Friday 12 September 2014

Welcoming the robots

Mark Bide, Chairman at the Publishers Licensing Society chaired the penultimate panel at the ALPSP International Conference on text and data mining (TDM).

Gemma Hersh, Policy Director at Elsevier talked through the Elsevier TDM policy. It has been controversial with calls to change it. Central to their policy is the use of the ScienceDirect API, designed to help preserve the performance of website for everyone else.

One controversy is that a license is Elsevier's way of exerting control. However, they have a global license (which complies with the UK copyright exception and balances with copyright frameworks). Another complaint is around the click through agreement: critics believe it controls what researchers are doing and takes control away from libraries to place liability on researchers. However, it is an automatic process, there is no additional liability, it is aligned with institutional e-amendment, provides guidelines on reuse and can offer one to one support.

Another complaint is that they didn't allow text mining of images. The reason was they did not hold copyright in all the images so they would do it on request.

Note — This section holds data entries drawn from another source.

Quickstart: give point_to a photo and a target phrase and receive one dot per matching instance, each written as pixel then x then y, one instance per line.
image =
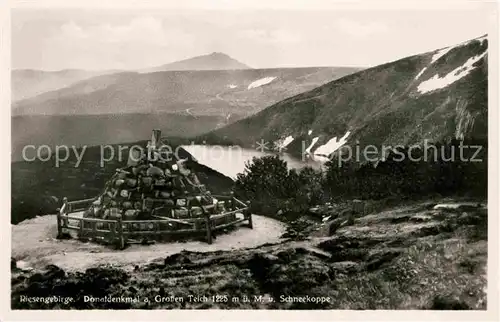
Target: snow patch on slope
pixel 332 145
pixel 261 82
pixel 437 82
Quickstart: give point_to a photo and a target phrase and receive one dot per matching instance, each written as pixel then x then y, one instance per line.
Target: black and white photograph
pixel 238 155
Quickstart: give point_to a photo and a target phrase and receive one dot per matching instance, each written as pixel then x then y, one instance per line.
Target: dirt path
pixel 34 244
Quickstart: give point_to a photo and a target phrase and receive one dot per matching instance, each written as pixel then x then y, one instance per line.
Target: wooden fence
pixel 121 232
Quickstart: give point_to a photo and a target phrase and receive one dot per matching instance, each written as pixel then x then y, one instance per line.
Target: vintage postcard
pixel 290 160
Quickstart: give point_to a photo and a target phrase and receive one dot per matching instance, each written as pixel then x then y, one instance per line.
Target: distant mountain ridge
pixel 213 61
pixel 435 96
pixel 226 93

However, they now do it automatically and include terms of use flagging when they need to contact the copyright owner where it doesn't lie with Elsevier.

There were criticisms that they were trying to claim copyright over TDM output. This was inadvertent and they have adjusted the policy to be a little more flexible and take this into account. A final misconception was that the policy was rigid.

In Europe, they have signed a commitment to facilitate TDM for researchers, but their policy is global. They are also a signatory of CrossRef and think the new service is good.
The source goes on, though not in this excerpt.